It definitely sounds like a compiler bug. It is unfortunately really hard to do things like add pragmas or ifdefs in Cython from what I can tell. It might be possible to tell compiler to disable optimizations in these functions using C99 Pragma_ but these are heavy handed. Probably easiest to just pass specific compiler flags for this file on ARM so that it is possible less aggressively optimized (e.g. ,O1).

bashtage commented 3 years ago

Anyone want to build with clang with the same flags rather than gcc to see if it reproduces?

mgorny commented 3 years ago

Will do in a minute. I can also try gcc-9, in case version matters (I'm running gcc 10.2.0).

mgorny commented 3 years ago

gcc-9.3.0 suffers the same problem, clang++ too. However, note that on clang I had to pass -march=znver2, -march=x86-64 -mfma did not reproduce it.

Note that I'm only testing on AMD64. I don't know if AArch64 implements FMA equivalent (as part of NEON, maybe?). But it smells a bit suspicious that two compilers would have the same bug on two different architectures.

mgorny commented 3 years ago

Heh, I've just looked at bug #37051 and now I feel stupid. It's not a bug but actually a 'bugfix'. FWICS the test is supposed to test for artifacts due to precision loss, so it obviously fails when the calculations are done with a better precision which is probably what's happening here.
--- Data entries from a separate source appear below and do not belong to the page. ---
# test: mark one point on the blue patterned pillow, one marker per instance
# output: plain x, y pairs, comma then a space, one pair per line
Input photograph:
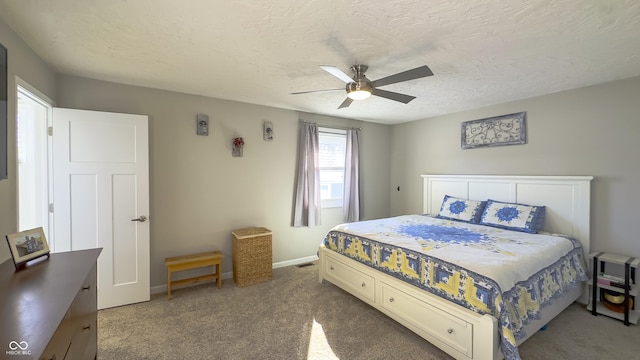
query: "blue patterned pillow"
460, 209
512, 216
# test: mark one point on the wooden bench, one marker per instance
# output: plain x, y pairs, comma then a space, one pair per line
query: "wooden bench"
188, 262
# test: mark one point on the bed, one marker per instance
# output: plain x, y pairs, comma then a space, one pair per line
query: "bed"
453, 293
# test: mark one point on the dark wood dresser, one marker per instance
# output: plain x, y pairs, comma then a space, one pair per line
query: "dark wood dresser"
48, 310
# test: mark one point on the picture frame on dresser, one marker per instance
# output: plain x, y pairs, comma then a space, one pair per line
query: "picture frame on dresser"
27, 245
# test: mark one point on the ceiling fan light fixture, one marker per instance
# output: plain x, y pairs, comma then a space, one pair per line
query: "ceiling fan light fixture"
358, 90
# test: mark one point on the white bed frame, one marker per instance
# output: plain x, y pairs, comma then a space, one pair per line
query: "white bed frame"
456, 330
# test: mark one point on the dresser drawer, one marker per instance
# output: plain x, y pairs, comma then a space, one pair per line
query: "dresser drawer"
436, 322
60, 343
354, 281
84, 316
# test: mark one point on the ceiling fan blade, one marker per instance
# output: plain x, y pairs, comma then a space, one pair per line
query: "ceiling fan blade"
345, 103
337, 73
312, 91
422, 71
393, 95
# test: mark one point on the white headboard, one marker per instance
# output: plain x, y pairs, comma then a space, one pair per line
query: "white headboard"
567, 198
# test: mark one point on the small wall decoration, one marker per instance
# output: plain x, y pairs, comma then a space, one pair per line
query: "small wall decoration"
268, 131
495, 131
238, 144
202, 124
27, 245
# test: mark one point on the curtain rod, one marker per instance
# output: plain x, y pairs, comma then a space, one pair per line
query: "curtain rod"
332, 126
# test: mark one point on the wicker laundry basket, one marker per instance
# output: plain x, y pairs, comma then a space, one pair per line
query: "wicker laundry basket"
251, 256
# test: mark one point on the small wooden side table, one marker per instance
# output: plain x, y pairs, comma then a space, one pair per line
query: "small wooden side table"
188, 262
601, 281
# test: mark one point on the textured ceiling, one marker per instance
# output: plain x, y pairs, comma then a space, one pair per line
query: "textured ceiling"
481, 52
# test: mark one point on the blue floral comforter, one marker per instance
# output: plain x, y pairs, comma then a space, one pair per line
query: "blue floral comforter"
510, 275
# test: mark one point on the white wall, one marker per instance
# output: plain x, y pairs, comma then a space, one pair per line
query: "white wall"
588, 131
22, 62
200, 193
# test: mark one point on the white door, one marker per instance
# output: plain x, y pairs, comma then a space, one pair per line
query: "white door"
101, 197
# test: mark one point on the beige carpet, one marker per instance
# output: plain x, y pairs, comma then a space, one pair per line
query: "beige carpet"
295, 317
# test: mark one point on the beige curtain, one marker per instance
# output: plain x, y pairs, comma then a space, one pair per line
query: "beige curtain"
351, 206
307, 198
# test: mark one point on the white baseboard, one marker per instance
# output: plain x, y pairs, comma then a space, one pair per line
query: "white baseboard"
229, 275
299, 261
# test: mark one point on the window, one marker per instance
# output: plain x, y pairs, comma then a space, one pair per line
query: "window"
332, 144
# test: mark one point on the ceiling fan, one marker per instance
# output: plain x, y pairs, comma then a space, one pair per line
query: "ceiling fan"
359, 87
Independently of compiler flags for pandas, I can reproduce it with:

diff --git a/pandas/_libs/window/aggregations.pyx b/pandas/_libs/window/aggregations.pyx
index efacfad..184e666 100644
--- a/pandas/_libs/window/aggregations.pyx
+++ b/pandas/_libs/window/aggregations.pyx
@@ -2,7 +2,7 @@

 import cython

-from libc.math cimport round
+from libc.math cimport round, fma
 from libcpp.deque cimport deque

 import numpy as np
@@ -333,7 +333,8 @@ cdef inline void remove_var(float64_t val, float64_t *nobs, float64_t *mean_x,
             compensation[0] = t + mean_x[0] - y
             delta = t
             mean_x[0] = mean_x[0] - delta / nobs[0]
-            ssqdm_x[0] = ssqdm_x[0] - (val - prev_mean) * (val - mean_x[0])
+            # ssqdm_x[0] = ssqdm_x[0] - (val - prev_mean) * (val - mean_x[0])
+            ssqdm_x[0] = fma(prev_mean - val, val - mean_x[0], ssqdm_x[0])
         else:
             mean_x[0] = 0
             ssqdm_x[0] = 0

i.e. this is clearly due to FMA application here, and the compiler is applying it correctly.

fangchenli commented 3 years ago

So I guess it's better to use FMA explicitly in the code rather than relying on optimization.

This test was added in #37055. @phofl

jakirkham commented 1 year ago

We also have seen issues with this test on Linux ppc64le. Would it make sense to update the title here to reflect both architectures have issues?

xref: https://github.com/conda-forge/pandas-feedstock/issues/149 xref: https://github.com/pandas-dev/pandas/pull/50349

jakirkham commented 1 year ago

FWIW just reproduced this on macOS M1. So think it may be a general ARM issue.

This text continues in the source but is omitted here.